We next tested whether knocking down Kap-1 could rescue the impaired chromatin remodeling, defective DNA repair, and early senescence in Zmpste24−/− MEFs. As shown, knocking down Kap-1 restored chromatin relaxation at 30 min and subsequent recondensation around 2 h after DNA damage in Zmpste24−/− MEFs (Fig. 2A,B and Fig. S5). Concurrently, the delayed recruitment of 53BP1 was restored and the sustained 53BP1 foci staining at 24 h after DNA damage were substantially reduced in Zmpste24−/− MEFs (Fig. 2C). Moreover, knocking down Kap-1 rescued the early senescence in Zmpste24−/− MEFs determined by senescence-associated β-galactosidase assay (Fig. 2D,E, 74 ± 5% positively stained cells with scramble vs. 35 ± 3% with Kap-1 siRNA in Zmpste24−/− cells, Mean ± SEM, P < 0.05). Thus, defective ATM-Kap-1 signaling underlies defective chromatin remodeling, defective DNA repair, and early senescence in Zmpste24−/− MEFs.

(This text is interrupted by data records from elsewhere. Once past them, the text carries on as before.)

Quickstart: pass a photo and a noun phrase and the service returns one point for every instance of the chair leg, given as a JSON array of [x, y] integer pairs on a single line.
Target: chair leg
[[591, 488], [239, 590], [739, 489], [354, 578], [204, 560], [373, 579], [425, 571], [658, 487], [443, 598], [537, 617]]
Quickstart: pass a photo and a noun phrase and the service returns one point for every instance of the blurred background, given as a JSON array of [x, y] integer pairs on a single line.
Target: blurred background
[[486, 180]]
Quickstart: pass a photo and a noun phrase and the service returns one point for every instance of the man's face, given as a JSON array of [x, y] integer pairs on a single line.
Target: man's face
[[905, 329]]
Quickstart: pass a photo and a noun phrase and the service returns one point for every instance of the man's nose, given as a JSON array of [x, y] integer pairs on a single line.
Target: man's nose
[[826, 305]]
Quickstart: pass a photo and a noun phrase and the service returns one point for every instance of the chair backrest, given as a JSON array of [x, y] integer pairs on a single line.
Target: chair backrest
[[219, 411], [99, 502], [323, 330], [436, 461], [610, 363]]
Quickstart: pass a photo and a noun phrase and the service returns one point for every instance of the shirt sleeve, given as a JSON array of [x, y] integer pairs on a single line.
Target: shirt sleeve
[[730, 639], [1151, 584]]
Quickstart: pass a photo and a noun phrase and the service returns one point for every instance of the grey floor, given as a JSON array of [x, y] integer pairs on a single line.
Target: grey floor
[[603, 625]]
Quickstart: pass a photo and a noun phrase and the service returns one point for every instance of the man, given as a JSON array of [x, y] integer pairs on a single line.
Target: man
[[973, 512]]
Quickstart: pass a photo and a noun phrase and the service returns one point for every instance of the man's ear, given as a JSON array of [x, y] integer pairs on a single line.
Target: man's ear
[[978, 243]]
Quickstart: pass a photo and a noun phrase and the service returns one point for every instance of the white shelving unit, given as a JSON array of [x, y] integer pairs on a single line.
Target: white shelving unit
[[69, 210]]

Collectively, we found that the defective DNA repair in laminopathy-based progeria was attributable to compromised ATM-Kap-1 signaling and delayed global chromatin remodeling. Knocking down Kap-1 rescues the defective DNA repair and early senescence in progeroid cells, suggesting an important role of chromatin remodeling in laminopathy-based premature aging. The delayed yet completely relaxed chromatin in Zmpste24−/− MEFs implies the existence of a potential backup mechanism that mediates late chromatin remodeling in progeroid cells. Indeed, it has been reported that BRIT1 (BRIT-repeat inhibitor of hTERT expression), Brca1 and cofactor COBRA1, E2F1, and p53 regulate global chromatin relaxation/remodeling (Peng et al., 2009; Ye et al., 2001). This could be a backup mechanism regulating global chromatin remodeling in Zmpste24−/− MEFs, in response to the defective ATM-Kap-1 signaling.
We recently showed that sodium butyrate (NaB) and trichostatin A (TSA) induced up-regulation of global histone acetylation and feeding progeria mice with NaB increased the acetylation of H4K16, rescued the delayed recruitment of 53BP1, and extended lifespan in progeroid mice (Krishnan et al., 2011). NaB and TSA belong to class I and II HDAC inhibitors (Bolden et al., 2006). TSA treatment activates ATM upon DNA damage in addition to increasing histone acetylation (Bakkenist & Kastan, 2003). Interestingly, preincubation of NaB also rescued defective chromatin remodeling upon DNA damage in Zmpste24−/− MEFs (see Fig. S1). Thus, in addition to local H4K16 acetylation surrounding DNA lesions, NaB treatment may directly enhance ATM activity thus rescuing defective global chromatin remodeling and DNA repair as well as early senescence in progeria mice.